The Directors Responsibility Statement shall contain the details of the accounting standards followed with explanations for material departures, prudent judgments made as to give a true and fair view of the state of affairs of the company, measures taken to maintain adequate accounting records and safeguard assets, and measures taken to ensure compliance with all applicable laws.
- Right of Members
All members have the rights to receive the copies of financial statements and every report required to annexed with the financial statements at least 21 days before the date of the annual general meeting.

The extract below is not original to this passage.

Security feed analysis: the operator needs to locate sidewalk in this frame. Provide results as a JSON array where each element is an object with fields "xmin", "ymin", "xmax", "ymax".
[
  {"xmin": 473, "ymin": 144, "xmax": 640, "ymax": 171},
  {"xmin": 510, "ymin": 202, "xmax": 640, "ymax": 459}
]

- Filing of Financial Statements
The financial statements along with prescribed reports have to be filed with the Registrar of Companies within 30 days of the Annual General Meeting.
Find sample Annual Report here.
Practical Guide to Annual Filing under the Companies Act 2013
The Companies Act 2013 requires companies to e-file the following documents annually with the Registrar of Companies.
- Form AOC-4 – for filing financial statements like balance sheet, profit and loss account etc.
- Form AOC-4 (CFS) – for filing the consolidated financial statement.
- Form MGT-7 – for filing annual returns
- The Directors Report has to be filed along with Form AOC-2, MGT-9 and Secretarial Auditor Report.
Steps for E-Filing Process
- Register with the Ministry of Corporate Affairs (MCA).
- Download the applicable e-forms from the “Download E-Form” section on the Ministry of Corporate Affairs (MCA) platform.
- Complete E-Form MGT-7 and AOC-4 and attach required documents. Affix the digital signature certificate of the Directors and Professionals.
- Submit the form at the MCA21 Portal using the provides specialized functionality.
- Payment of the automatically calculated fees.